The first is my CPU, the second is the onboard graphics solution by Intel and the third is my dedicated graphics card.

Research shows that Intel has made their hardware OpenCL compatible so that I can tap into the power of the onboard graphics unit. That would be the Iris Pro.

With that in mind, what is the purpose of the CPU being OpenCL compatible? Is it merely for convenience so that kernels can be run on a CPU as backup should no other cards be found or is there any kind of speed advantage when running code as OpenCL kernels instead of regular (C, well threaded) programs on top of a CPU?

Solution

See https://software.intel.com/sites/default/files/m/d/4/1/d/8/Writing_Optimal_OpenCL_28tm_29_Code_with_Intel_28R_29_OpenCL_SDK.pdf for basic info.

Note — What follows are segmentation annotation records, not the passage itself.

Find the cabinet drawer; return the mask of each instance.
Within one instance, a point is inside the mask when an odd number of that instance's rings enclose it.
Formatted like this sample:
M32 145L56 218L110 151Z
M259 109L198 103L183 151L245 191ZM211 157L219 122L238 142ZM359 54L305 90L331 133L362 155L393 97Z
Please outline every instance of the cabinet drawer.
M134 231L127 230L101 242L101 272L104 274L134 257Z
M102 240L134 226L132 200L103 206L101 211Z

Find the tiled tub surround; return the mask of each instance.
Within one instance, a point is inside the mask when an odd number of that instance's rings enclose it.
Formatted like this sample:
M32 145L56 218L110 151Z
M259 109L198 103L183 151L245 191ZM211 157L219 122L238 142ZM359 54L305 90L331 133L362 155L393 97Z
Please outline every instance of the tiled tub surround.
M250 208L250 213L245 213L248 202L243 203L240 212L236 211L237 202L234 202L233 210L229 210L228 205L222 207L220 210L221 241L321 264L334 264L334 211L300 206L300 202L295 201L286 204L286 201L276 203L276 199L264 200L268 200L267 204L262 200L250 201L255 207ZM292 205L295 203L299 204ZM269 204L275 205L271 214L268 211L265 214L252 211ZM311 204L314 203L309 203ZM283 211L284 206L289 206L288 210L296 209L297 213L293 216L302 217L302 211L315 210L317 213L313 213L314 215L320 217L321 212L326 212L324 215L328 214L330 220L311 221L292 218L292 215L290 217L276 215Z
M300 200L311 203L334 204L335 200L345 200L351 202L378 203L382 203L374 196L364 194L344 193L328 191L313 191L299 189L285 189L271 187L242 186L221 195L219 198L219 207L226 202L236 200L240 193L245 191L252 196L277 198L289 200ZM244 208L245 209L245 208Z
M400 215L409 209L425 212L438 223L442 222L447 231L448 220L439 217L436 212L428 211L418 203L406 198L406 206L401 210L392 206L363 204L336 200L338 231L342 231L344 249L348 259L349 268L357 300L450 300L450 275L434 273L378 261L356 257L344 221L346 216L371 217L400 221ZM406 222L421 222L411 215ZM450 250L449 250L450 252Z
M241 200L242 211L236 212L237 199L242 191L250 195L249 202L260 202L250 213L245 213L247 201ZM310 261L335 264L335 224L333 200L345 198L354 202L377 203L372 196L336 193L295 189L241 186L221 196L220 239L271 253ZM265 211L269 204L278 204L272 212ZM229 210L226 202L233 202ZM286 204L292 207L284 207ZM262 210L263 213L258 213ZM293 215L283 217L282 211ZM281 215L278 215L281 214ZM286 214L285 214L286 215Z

Basically the Intel OpenCL compiler performs horizontal autovectorization for certain types of kernels. That means with SSE4 you get 8 threads running in parallel in a single core in similar fashion as Nvidia GPU runs 32 threads in a single 32 wide simd unit.

There are 2 major benefits on this approach: What happens if in 2 years they increase the SSE vector width to 16? Then you will instantly get autovectorization for 16 threads when you run on that CPU. No need to recompile your code. The second benefit is that it's far easier to write an OpenCL kernel that autovectorizes easily compared to writing it in ASM or C and getting your compiler to produce efficient code.